Inflation in December hit all wage modalities hard on average (-13.2%). This caused wages to drop nearly 19% in 2023 and fall 37% from the 2017 level.
In DecemberAccording to INDEC data, on average formal and informal employees – around 13 million – had an average increase of 8.9% against an inflation of 25.5%. It’s equivalent a loss of workers’ purchasing power of 13.2% in just one month.
That 8.9% is spread in increments of 11% in the registered private sector, 5.5% in the public sector and 7.6% in the unregistered private sector. The losses due to the impact of inflation in the case of the public sector are 15.9%, among the informal ones 14.3% and those of the private sector 11.5%.
With these data, the wage decline in 2023 was accentuated, closing the year with an annual increase of 152.7% against an inflation of 211.4%. It represents a loss of 18.9%.
During the year, what happened in December was repeated: increases in the registered private sector were 165.8%, in the public sector 148.6% and in the unregistered private sector 115.3%.
With these data, in 6 years, average salaries have lost 36.6% of purchasing power.
The evolution was as follows:
* 2018: Salaries increased 29.7% and inflation was 47.6%.
* 2019: Salaries 40.9%, inflation 53.8%
*2020: Salaries 33.0%, inflation 36.1%.
* 2021: Salaries 53.4%, inflation 50.9%
*2022: Salaries 90.4%, inflation 94.8%
*2023: Salaries 152.7%, inflation 211.4%.

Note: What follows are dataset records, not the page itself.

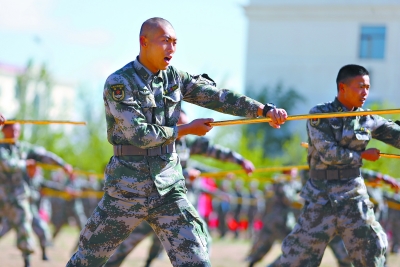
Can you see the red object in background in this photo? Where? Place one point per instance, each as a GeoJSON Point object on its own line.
{"type": "Point", "coordinates": [205, 200]}
{"type": "Point", "coordinates": [243, 225]}
{"type": "Point", "coordinates": [233, 225]}
{"type": "Point", "coordinates": [258, 225]}
{"type": "Point", "coordinates": [43, 214]}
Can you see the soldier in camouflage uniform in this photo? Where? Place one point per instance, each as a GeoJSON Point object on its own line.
{"type": "Point", "coordinates": [14, 191]}
{"type": "Point", "coordinates": [40, 226]}
{"type": "Point", "coordinates": [71, 207]}
{"type": "Point", "coordinates": [185, 147]}
{"type": "Point", "coordinates": [279, 216]}
{"type": "Point", "coordinates": [393, 223]}
{"type": "Point", "coordinates": [336, 199]}
{"type": "Point", "coordinates": [144, 180]}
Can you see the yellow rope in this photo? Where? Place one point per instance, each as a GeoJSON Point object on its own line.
{"type": "Point", "coordinates": [308, 116]}
{"type": "Point", "coordinates": [44, 122]}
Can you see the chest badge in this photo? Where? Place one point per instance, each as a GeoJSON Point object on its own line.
{"type": "Point", "coordinates": [314, 122]}
{"type": "Point", "coordinates": [171, 89]}
{"type": "Point", "coordinates": [118, 92]}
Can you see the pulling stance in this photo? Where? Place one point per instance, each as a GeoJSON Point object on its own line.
{"type": "Point", "coordinates": [336, 198]}
{"type": "Point", "coordinates": [144, 180]}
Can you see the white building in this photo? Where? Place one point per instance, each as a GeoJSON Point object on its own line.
{"type": "Point", "coordinates": [303, 44]}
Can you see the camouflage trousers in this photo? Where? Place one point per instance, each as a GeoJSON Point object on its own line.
{"type": "Point", "coordinates": [173, 218]}
{"type": "Point", "coordinates": [354, 221]}
{"type": "Point", "coordinates": [138, 234]}
{"type": "Point", "coordinates": [338, 249]}
{"type": "Point", "coordinates": [18, 214]}
{"type": "Point", "coordinates": [39, 226]}
{"type": "Point", "coordinates": [63, 209]}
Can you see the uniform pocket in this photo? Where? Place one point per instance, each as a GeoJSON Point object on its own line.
{"type": "Point", "coordinates": [93, 224]}
{"type": "Point", "coordinates": [194, 219]}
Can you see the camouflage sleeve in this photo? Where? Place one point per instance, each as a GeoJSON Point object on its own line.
{"type": "Point", "coordinates": [202, 91]}
{"type": "Point", "coordinates": [40, 154]}
{"type": "Point", "coordinates": [126, 123]}
{"type": "Point", "coordinates": [322, 139]}
{"type": "Point", "coordinates": [202, 146]}
{"type": "Point", "coordinates": [386, 131]}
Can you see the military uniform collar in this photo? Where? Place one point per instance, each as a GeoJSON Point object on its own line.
{"type": "Point", "coordinates": [146, 75]}
{"type": "Point", "coordinates": [339, 107]}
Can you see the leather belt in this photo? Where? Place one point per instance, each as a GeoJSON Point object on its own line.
{"type": "Point", "coordinates": [131, 150]}
{"type": "Point", "coordinates": [336, 174]}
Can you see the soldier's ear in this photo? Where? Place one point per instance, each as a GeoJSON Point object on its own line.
{"type": "Point", "coordinates": [342, 86]}
{"type": "Point", "coordinates": [143, 41]}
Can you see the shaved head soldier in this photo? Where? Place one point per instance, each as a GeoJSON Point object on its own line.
{"type": "Point", "coordinates": [336, 198]}
{"type": "Point", "coordinates": [144, 179]}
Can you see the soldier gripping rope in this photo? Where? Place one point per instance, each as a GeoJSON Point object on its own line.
{"type": "Point", "coordinates": [336, 199]}
{"type": "Point", "coordinates": [185, 147]}
{"type": "Point", "coordinates": [144, 180]}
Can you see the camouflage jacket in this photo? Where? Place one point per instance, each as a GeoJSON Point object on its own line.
{"type": "Point", "coordinates": [337, 143]}
{"type": "Point", "coordinates": [186, 146]}
{"type": "Point", "coordinates": [13, 177]}
{"type": "Point", "coordinates": [143, 109]}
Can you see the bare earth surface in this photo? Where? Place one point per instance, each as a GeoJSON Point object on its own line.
{"type": "Point", "coordinates": [225, 253]}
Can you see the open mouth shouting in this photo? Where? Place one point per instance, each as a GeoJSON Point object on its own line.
{"type": "Point", "coordinates": [168, 59]}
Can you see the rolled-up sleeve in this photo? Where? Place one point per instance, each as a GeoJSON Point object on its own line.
{"type": "Point", "coordinates": [201, 91]}
{"type": "Point", "coordinates": [328, 149]}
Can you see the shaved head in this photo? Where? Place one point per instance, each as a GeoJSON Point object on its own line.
{"type": "Point", "coordinates": [157, 44]}
{"type": "Point", "coordinates": [152, 25]}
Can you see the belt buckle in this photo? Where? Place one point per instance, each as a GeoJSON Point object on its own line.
{"type": "Point", "coordinates": [155, 151]}
{"type": "Point", "coordinates": [332, 175]}
{"type": "Point", "coordinates": [119, 150]}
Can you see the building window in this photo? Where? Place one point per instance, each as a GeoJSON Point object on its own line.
{"type": "Point", "coordinates": [372, 44]}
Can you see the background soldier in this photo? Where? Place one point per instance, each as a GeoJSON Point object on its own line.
{"type": "Point", "coordinates": [279, 216]}
{"type": "Point", "coordinates": [336, 193]}
{"type": "Point", "coordinates": [14, 203]}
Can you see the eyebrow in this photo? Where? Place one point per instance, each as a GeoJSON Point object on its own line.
{"type": "Point", "coordinates": [169, 37]}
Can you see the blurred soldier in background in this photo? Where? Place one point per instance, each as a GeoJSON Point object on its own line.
{"type": "Point", "coordinates": [15, 157]}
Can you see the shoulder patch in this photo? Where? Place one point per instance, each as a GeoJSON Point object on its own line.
{"type": "Point", "coordinates": [314, 122]}
{"type": "Point", "coordinates": [171, 89]}
{"type": "Point", "coordinates": [118, 92]}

It should be noted that the fall in wages continued in January because the REM (the survey of market expectations carried out by the Central Bank) estimated inflation at around 21.9% with wages that moved little due to the increases of some joint ventures and of the freezing of public sector wages, with the aggravating circumstance that neither the Minimum Wage Council nor the Private House Work Commission were convened last month.
The ACM consultancy firm underlines that if “we analyze the evolution of real wages compared to food inflation, one of the main components of consumer spending, especially for lower-paid workers, the fall in the purchasing power of wages into the greater good“.
The INDEC Salary Index (or RIPTE of Social Security) is one of the variables that is taken into consideration for the calculation of pension mobility together with the evolution of the collection of taxes paid by Social Security, discounting the increase in the ranking of beneficiaries.
For this reason, in March, the increase in pensions, pensions and other social security benefits – by almost 30% – will be well below inflation because the evolution of these variables in the months of October is considered and November and December compared to inflation between December and February of 80%.
In these 6 years the loss of pensions exceeds that of salaries.